Top officials at the World Health Organization are being targeted by hackers as they work on the global response to the coronavirus pandemic.
The WHO’s security team has seen an increasing number of attempted cyber-attacks on the officials since mid-March, according to the organization’s chief information officer, Bernardo Mariano. WHO itself hasn’t been hacked, but employee passwords have leaked through other websites, he said.
In an interview Tuesday, Mariano said that some of the attacks had been perpetrated by suspected nation-state hackers. The targets have included WHO Director General Tedros Adhanom Ghebreyesus, as well as Bruce Aylward, a senior WHO envoy who led a Covid-19 response team in China.
In addition, there had also been a recent “sustained attempt” to hack into computers operated by a team of four WHO employees in South Korea, as well as an incident last week targeting staff at the organization’s Geneva headquarters, Mariano said.
The hackers “are looking for the highest targets -- the key officials involved with the Covid-19 work,” Mariano said. “The cybersecurity team has never been busier, and we’ve had to increase resources to try to protect ourselves and be vigilant.”
Authorities in Israel, the European Union, the U.K. and Switzerland have issued warnings to the WHO in recent weeks about cyber-attacks on its systems, as have Interpol and Microsoft Corp., based on intelligence they have gathered, Mariano added.

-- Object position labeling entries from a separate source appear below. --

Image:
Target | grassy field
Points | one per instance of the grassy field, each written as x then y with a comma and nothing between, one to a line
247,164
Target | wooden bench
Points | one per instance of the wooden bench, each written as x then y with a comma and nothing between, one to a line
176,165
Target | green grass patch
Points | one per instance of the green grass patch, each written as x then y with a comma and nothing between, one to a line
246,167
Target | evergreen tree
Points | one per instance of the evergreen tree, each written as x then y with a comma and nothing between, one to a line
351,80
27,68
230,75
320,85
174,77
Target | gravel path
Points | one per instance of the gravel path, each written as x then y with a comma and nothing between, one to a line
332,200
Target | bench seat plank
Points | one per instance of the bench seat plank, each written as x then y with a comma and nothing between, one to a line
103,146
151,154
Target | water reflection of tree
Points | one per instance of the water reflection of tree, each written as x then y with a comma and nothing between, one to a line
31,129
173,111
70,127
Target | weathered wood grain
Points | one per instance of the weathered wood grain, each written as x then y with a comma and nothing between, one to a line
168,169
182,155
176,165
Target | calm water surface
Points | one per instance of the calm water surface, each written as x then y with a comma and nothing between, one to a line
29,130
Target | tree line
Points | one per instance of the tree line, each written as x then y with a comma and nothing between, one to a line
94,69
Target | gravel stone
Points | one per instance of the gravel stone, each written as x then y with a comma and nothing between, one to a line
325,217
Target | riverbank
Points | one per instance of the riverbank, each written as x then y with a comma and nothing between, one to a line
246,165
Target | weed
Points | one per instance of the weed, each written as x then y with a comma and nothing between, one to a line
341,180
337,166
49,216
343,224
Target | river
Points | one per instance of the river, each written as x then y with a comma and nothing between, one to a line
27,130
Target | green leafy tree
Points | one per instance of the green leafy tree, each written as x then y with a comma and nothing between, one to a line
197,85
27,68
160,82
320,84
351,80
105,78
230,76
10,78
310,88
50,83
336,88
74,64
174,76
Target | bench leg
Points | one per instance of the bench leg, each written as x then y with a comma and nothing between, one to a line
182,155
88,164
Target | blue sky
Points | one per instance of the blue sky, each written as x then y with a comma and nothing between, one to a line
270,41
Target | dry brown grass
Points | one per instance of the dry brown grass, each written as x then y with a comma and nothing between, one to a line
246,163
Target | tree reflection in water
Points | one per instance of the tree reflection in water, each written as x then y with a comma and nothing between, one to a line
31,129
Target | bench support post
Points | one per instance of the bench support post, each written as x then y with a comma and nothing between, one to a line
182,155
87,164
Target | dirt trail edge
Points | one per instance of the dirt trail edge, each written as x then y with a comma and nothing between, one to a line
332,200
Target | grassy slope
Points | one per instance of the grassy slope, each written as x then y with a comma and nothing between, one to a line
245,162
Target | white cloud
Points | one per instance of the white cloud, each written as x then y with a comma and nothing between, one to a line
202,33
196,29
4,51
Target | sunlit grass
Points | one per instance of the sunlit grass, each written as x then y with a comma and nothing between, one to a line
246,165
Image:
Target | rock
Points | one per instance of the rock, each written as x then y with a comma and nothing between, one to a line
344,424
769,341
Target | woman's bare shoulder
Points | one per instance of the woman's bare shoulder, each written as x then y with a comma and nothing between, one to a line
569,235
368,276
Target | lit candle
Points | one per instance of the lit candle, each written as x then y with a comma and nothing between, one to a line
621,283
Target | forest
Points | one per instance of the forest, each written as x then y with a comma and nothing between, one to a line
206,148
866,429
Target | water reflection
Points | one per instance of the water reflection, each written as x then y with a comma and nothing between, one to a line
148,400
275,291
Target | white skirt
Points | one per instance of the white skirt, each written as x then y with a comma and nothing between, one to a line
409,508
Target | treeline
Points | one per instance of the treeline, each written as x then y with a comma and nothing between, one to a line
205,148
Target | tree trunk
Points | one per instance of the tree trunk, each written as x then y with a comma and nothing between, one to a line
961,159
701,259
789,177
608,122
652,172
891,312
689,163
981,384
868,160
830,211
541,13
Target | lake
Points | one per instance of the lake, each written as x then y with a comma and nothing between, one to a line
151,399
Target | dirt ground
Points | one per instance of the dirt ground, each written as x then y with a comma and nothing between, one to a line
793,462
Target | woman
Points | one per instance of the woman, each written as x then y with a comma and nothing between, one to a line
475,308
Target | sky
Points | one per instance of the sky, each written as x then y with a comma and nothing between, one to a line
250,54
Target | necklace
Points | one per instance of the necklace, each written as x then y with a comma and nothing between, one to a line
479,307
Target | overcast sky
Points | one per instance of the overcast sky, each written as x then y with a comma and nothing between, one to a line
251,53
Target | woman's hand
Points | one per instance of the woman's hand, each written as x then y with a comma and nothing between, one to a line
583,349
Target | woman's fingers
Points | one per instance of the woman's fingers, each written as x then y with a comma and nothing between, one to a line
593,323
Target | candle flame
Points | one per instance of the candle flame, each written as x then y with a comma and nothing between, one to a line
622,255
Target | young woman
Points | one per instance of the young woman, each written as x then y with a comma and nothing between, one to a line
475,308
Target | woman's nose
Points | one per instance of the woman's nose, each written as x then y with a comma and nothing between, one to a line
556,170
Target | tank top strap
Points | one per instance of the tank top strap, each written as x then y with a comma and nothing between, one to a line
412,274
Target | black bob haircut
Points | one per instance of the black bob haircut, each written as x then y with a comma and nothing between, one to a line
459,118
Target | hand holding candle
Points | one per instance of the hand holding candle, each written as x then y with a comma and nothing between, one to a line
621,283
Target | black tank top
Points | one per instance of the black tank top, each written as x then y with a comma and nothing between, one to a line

The WHO used to have one security alert a month, but thus far in April the organization has received eight from national cybersecurity authorities “notifying us of nation-state actor attacks that we are facing,” he said.
Many of the attacks have been phishing or spearphishing attempts to lure WHO staff into clicking on a malicious link in an email -- often sent to both work and personal accounts –- that will download malware onto their computers or mobile phones, he said. In some cases, reports the WHO has received from national cybersecurity agencies have identified the origins of the attack and the suspected perpetrator. Mariano declined to name any of the alleged culprits.
On Monday, users of the internet forum 4chan began circulating more than 2,000 passwords they claimed were linked to WHO email accounts. The details soon spread to Twitter and other social media websites, with claims that the WHO had been the victim of a hack.
Mariano’s team concluded that the WHO hadn’t been hacked, but that the passwords of some WHO employees had been obtained from other data breaches. The employees may have used their work email address to register an account for a particular website, and then that website has been hacked, leaking their password.
Some users of 4chan said that they had used the passwords to successfully gain access to a WHO website called “Extranet.” Mariano said that most of the 2,000 email accounts had expired and were no longer active, but that 400 were still used by the organization’s employees.
He said none of the passwords could be used to access sensitive internal systems, such as those for email, because the organization has a two-factor authentication system in place, meaning a password alone is not sufficient to gain access.
Facing increased attacks, the WHO has doubled the size of its security team and is now working with five security companies to bolster its defenses, said Mariano. The team has shut down some WHO systems that were identified as vulnerable to attack and has bolstered the security of internal email, he said.
“This is unprecedented for everyone here,” Mariano said. “We’re doing what we can to mitigate it.”